Attorney John Quinn made the claim during his opening statement in the federal copyright infringement trial pitting Mattel against MGA Entertainment Inc., the maker of the urban-themed Bratz dolls.
Quinn contended that Mattel, the world's largest toymaker, owns the rights to the fashion dolls because designer Carter Bryant created the line while employed at Mattel.
"This explains how a small company that never designed a fashion doll ... was able in a short period of time to come up with a doll that became a global hit," Quinn told jurors.
Los Angeles-based MGA has denied the allegations and countersued, saying Mattel changed the design of its own "My Scene" dolls to more closely resemble the Bratz line and used its leverage with retailers to stifle competition.
Quinn told jurors that Bryant came up with the idea for Bratz after signing an agreement that gave Mattel the right to anything he designed while employed by the El Segundo-based company. Instead, Bryant took the proposed dolls to MGA, which produced the line and sold millions around the world, the lawyer said.
Mattel reached a confidential settlement with Bryant last week and dropped its lawsuit against him. He is expected to testify at the trial.
Barbie sales have slid since the pouty-lipped Bratz line hit shelves in 2001.
If jurors find that Mattel's rights were infringed, the toymaker could collect hundreds of millions of dollars in licensing fees from MGA.
Quinn said MGA never pursued the development of fashion dolls until Bryant approached the company with the Bratz drawings.
Later, Larian tried to conceal Bryant's involvement with the line by telling employees not to mention Bryant's name, Quinn alleged.
"MGA couldn't keep it a secret forever. It was too big," Quinn said.
Bryant was identified as the creator of the Bratz line in a 2003 article in the Wall Street Journal.

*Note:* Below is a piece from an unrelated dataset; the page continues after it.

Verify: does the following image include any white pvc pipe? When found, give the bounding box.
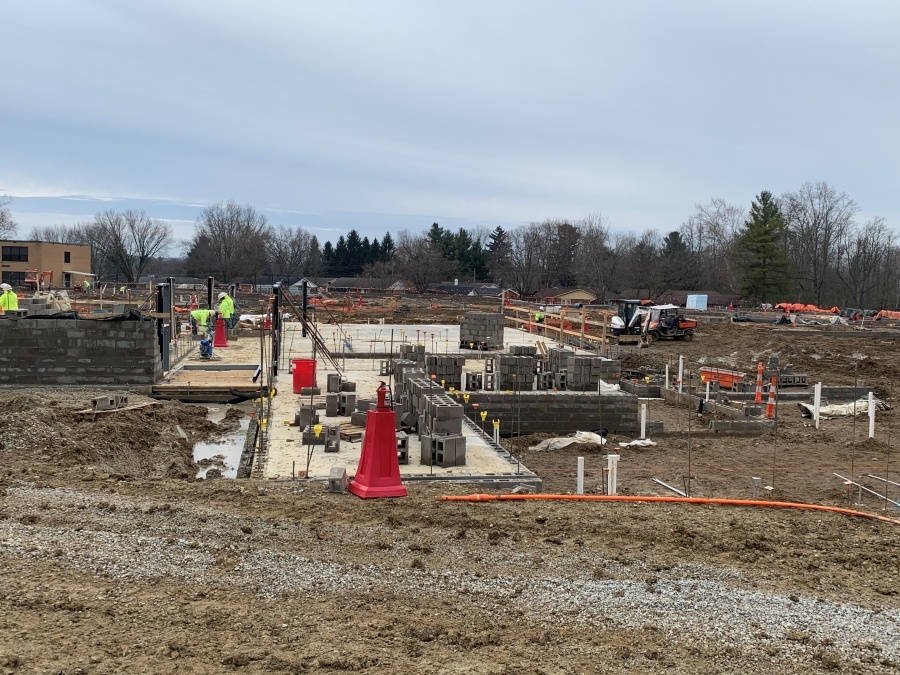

Bryant has said he became inspired to create Bratz between two stints at Mattel, and it wasn't anything more than an idea until he left the company.
Mattel said Bryant worked for the company between September 1995 and April 1998 then returned in January 1999 and left in October 2000.
Mattel filed the original lawsuit four years ago. The company also alleges MGA tried to boost its profits by pilfering other confidential and proprietary information.